Re-run the following cell to clear the canvas and re-drawn.

In [None]:
canvas = Canvas(width=512, height=512, sync_image_data=True)
canvas.fill_style = 'black'
canvas.stroke_style = 'white'
canvas.line_width = 20

display(canvas)

last_pos = [None]
def handle_mouse_down(x, y): last_pos[0] = (x, y)
def handle_mouse_up(x, y): last_pos[0] = None
def handle_mouse_move(x, y):
    if last_pos[0] is not None:
        with hold_canvas(canvas):
            canvas.begin_path()
            canvas.move_to(*last_pos[0])
            canvas.line_to(x, y)
            canvas.stroke()
        last_pos[0] = (x, y)


canvas.on_mouse_down(handle_mouse_down)
canvas.on_mouse_up(handle_mouse_up)
canvas.on_mouse_move(handle_mouse_move)

### 9.2. Print the Drawn Symbol

Print out the digit from the canvas of the previous cell.

In [None]:
from PIL import Image
import numpy as np
import matplotlib.pyplot as plt

def get_canvas_image(canvas, out_size=(28, 28)):
    data = np.array(canvas.get_image_data())
    gray = np.mean(data[:, :, :3], axis=2).astype(np.uint8)
    pil_img = Image.fromarray(gray)
    pil_img = pil_img.resize(out_size, Image.LANCZOS)
    return np.array(pil_img)

output_img = get_canvas_image(canvas)
plt.imshow(output_img, cmap='gray')
plt.axis('off')
plt.title("Output from Canvas")
plt.show()

### 9.3. Assess Networks Prediction

Check the prediction for the drawn symbol of the three networks.

In [None]:
writing_tranform = transforms.Compose([
    transforms.ToPILImage(),               # Convert to PIL image
    transforms.ToTensor()                 # Converts to [C, H, W] and scales to [0.0, 1.0]
])

img_tensor = writing_tranform(output_img)    # [1, 28, 28]    
img_tensor = img_tensor.unsqueeze(0)   # Add batch dimension -> [1, 1, 28, 28]

In [None]:
output_pt = mnist_cnn_pt.forward(img_tensor)
output_analog_pt = analog_mnist_cnn_pt.forward(img_tensor)
# reinitialize(analog_mnist_cnn_pt) # uncommen to see cycle-by-cycle variability (programming error )
output_analog_CS = analog_mnist_cnn_CS.net(img_tensor)
# reinitialize(analog_mnist_cnn_CS.net) # uncommen to see cycle-by-cycle variability (programming error )
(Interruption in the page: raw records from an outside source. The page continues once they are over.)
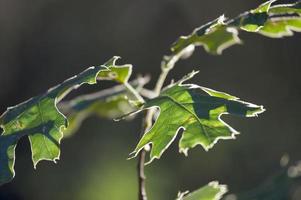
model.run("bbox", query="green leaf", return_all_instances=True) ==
[269,1,301,15]
[161,0,301,69]
[98,56,132,83]
[0,58,125,184]
[176,181,228,200]
[127,72,264,162]
[59,77,149,137]
[259,16,301,38]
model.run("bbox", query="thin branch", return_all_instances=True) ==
[137,62,172,200]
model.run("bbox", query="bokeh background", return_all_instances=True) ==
[0,0,301,200]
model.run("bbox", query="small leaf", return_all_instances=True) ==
[98,56,133,83]
[176,181,228,200]
[128,72,264,162]
[269,1,301,15]
[259,16,301,38]
[59,77,149,137]
[161,0,301,69]
[0,56,123,184]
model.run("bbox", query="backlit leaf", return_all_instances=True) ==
[0,57,126,184]
[176,181,228,200]
[127,73,264,162]
[161,0,301,69]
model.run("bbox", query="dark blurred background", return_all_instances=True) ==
[0,0,301,200]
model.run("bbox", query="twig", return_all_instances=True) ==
[137,68,171,200]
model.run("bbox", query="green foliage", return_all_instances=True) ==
[0,57,130,184]
[162,0,301,69]
[127,72,264,162]
[176,181,228,200]
[58,76,149,137]
[0,0,301,200]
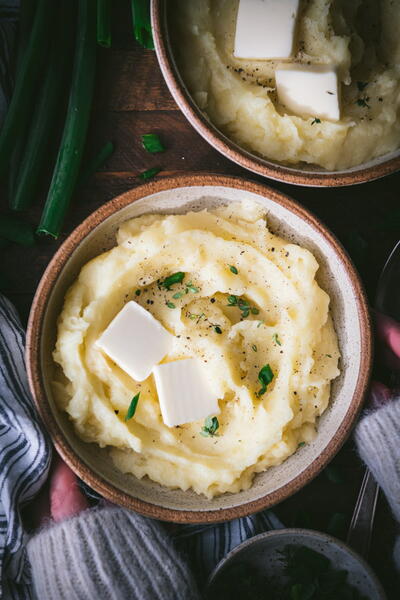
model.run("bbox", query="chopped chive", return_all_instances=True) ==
[272,333,282,346]
[160,271,185,290]
[200,417,219,437]
[125,392,140,421]
[139,167,161,180]
[142,133,165,154]
[257,365,274,397]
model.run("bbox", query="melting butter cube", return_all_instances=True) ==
[275,64,340,121]
[153,358,219,427]
[233,0,299,60]
[96,301,173,381]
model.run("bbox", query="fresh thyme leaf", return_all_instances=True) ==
[257,365,274,397]
[160,271,185,290]
[139,167,161,179]
[185,281,200,294]
[356,96,371,108]
[125,392,140,421]
[142,133,165,154]
[200,417,219,437]
[272,333,282,346]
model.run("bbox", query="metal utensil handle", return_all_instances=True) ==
[347,469,379,558]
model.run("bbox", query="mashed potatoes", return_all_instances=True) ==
[170,0,400,170]
[54,203,339,498]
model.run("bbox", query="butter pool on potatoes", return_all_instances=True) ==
[54,202,339,498]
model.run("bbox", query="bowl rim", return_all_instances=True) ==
[206,527,386,600]
[25,174,372,523]
[151,0,400,187]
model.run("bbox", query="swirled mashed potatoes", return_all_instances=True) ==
[54,203,339,498]
[170,0,400,170]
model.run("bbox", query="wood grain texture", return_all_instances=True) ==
[0,0,400,600]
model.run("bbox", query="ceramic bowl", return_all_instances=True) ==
[207,529,386,600]
[26,175,371,522]
[151,0,400,187]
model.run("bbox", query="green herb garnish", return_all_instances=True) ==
[200,417,219,437]
[272,333,282,346]
[185,281,200,294]
[257,365,274,398]
[356,96,371,108]
[160,271,185,291]
[125,392,140,421]
[357,81,368,92]
[142,133,165,154]
[139,167,161,179]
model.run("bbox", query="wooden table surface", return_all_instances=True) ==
[0,0,400,600]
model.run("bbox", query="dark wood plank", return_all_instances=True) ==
[0,0,400,600]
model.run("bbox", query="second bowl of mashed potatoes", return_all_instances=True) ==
[29,176,370,520]
[153,0,400,185]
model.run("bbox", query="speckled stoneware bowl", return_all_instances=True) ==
[26,175,371,522]
[207,529,386,600]
[151,0,400,187]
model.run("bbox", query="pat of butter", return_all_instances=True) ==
[153,358,219,427]
[96,301,173,381]
[275,64,340,121]
[233,0,299,59]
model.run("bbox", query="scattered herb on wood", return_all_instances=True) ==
[139,167,161,180]
[131,0,154,50]
[142,133,165,154]
[97,0,111,48]
[256,365,274,398]
[125,392,140,421]
[200,417,219,437]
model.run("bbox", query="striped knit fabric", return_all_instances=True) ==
[0,296,50,598]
y_pred_output_pt = output_pt.data.detach().numpy()
y_pred_output_analog_pt = output_analog_pt.data.detach().numpy()
y_pred_output_analog_CS = output_analog_CS.data.detach().numpy()
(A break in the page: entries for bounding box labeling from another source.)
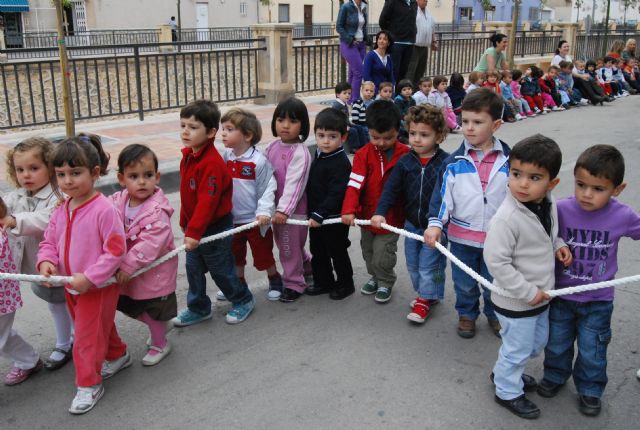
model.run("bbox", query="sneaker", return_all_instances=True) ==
[360,278,378,296]
[373,287,391,303]
[142,342,171,366]
[225,297,256,324]
[407,299,430,324]
[171,308,213,327]
[69,384,104,415]
[4,359,44,386]
[100,351,131,379]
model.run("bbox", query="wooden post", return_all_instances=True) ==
[54,0,76,137]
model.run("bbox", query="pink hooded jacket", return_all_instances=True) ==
[111,187,178,300]
[36,193,127,287]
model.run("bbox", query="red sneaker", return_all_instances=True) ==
[407,298,429,324]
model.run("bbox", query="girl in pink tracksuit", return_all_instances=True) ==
[111,144,178,366]
[266,97,311,302]
[37,135,131,414]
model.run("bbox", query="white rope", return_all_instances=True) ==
[0,218,640,297]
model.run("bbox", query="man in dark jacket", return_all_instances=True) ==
[380,0,418,81]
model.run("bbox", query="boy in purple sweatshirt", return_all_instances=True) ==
[537,145,640,416]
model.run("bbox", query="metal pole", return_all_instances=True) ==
[54,0,76,137]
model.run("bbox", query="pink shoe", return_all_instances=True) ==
[4,359,44,385]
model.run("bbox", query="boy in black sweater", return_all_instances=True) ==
[305,108,354,300]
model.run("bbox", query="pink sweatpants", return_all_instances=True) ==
[273,224,311,293]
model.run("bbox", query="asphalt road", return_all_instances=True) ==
[0,96,640,430]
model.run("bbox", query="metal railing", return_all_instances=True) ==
[0,39,266,129]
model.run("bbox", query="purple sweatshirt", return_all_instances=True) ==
[556,197,640,302]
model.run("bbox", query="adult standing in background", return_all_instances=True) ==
[336,0,368,104]
[380,0,418,81]
[407,0,438,84]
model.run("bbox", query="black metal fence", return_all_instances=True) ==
[0,39,266,129]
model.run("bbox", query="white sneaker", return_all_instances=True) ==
[100,351,131,379]
[142,342,171,366]
[69,384,104,415]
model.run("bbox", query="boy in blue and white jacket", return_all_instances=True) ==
[424,88,510,338]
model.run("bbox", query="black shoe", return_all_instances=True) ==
[329,285,356,300]
[578,394,602,417]
[495,394,540,420]
[536,378,564,399]
[304,285,331,296]
[278,288,302,303]
[489,372,538,393]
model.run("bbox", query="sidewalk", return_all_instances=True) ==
[0,91,333,192]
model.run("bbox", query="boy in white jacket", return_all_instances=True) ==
[484,134,572,419]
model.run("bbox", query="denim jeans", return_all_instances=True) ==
[404,221,447,300]
[186,214,253,315]
[451,242,498,320]
[544,298,613,398]
[493,309,549,400]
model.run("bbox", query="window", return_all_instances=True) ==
[278,4,289,22]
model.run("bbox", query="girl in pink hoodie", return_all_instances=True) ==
[37,135,131,414]
[111,144,178,366]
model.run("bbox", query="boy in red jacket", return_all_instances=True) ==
[342,100,409,303]
[173,100,255,327]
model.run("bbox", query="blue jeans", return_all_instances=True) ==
[186,214,253,315]
[544,298,613,398]
[493,309,549,400]
[404,221,447,300]
[451,242,498,320]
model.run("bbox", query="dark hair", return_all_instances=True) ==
[530,66,544,79]
[509,134,562,179]
[460,88,504,121]
[396,79,413,94]
[313,108,348,135]
[573,145,624,187]
[118,143,158,173]
[556,40,569,55]
[51,133,109,177]
[433,75,448,88]
[404,104,449,144]
[180,99,220,133]
[336,82,351,95]
[449,73,464,89]
[511,69,522,81]
[489,33,507,48]
[373,30,393,52]
[365,100,402,133]
[271,97,310,142]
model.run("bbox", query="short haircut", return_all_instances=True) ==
[220,108,262,145]
[271,97,310,141]
[404,104,449,143]
[396,79,413,93]
[433,75,448,88]
[558,60,577,69]
[460,88,504,121]
[336,82,351,95]
[118,143,158,173]
[573,145,624,187]
[180,100,220,132]
[366,100,401,133]
[509,134,562,179]
[313,108,348,135]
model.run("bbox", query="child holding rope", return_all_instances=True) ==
[37,135,131,414]
[371,105,449,324]
[424,88,509,339]
[0,137,73,370]
[538,145,640,416]
[483,134,571,419]
[110,144,178,366]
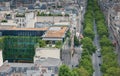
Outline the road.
[92,20,101,76]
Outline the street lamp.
[61,12,65,20]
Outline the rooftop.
[35,48,60,59]
[43,26,68,38]
[0,26,48,31]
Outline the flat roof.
[35,48,60,59]
[0,26,48,31]
[43,26,68,38]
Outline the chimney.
[0,50,3,66]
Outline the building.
[42,26,68,44]
[34,48,61,62]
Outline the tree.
[74,36,80,46]
[100,35,112,46]
[81,37,96,55]
[39,40,46,47]
[84,27,94,39]
[55,41,62,48]
[59,65,72,76]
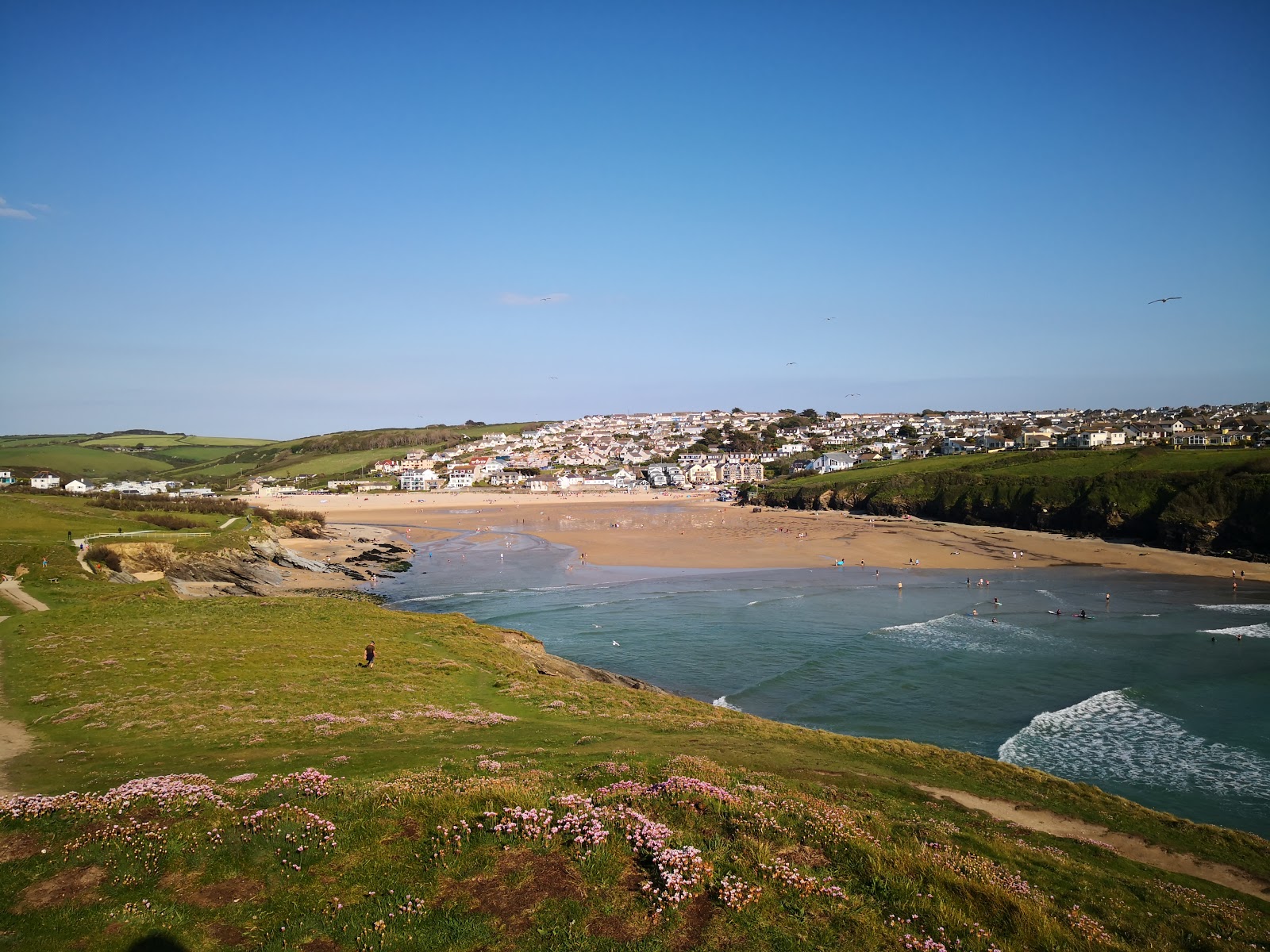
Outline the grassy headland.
[0,497,1270,952]
[747,447,1270,561]
[0,423,556,487]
print("Predicted Writing Digit")
print("================")
print(f"Standard training, standard inference: {y_pred_output_pt.argmax(axis=-1)}")
print(f"Standard training, CrossSim inference: {y_pred_output_analog_pt.argmax(axis=-1)}")
print(f"CrossSim training, CrossSim inference: {y_pred_output_analog_CS.argmax(axis=-1)}\n\n")


Predicted Writing Digit
Standard training, standard inference: [3]
Standard training, CrossSim inference: [5]
CrossSim training, CrossSim inference: [3]




[W618 16:53:19.889719448 NNPACK.cpp:57] Could not initialize NNPACK! Reason: Unsupported hardware.
[W618 16:53:19.900309659 NNPACK.cpp:57] Could not initialize NNPACK! Reason: Unsupported hardware.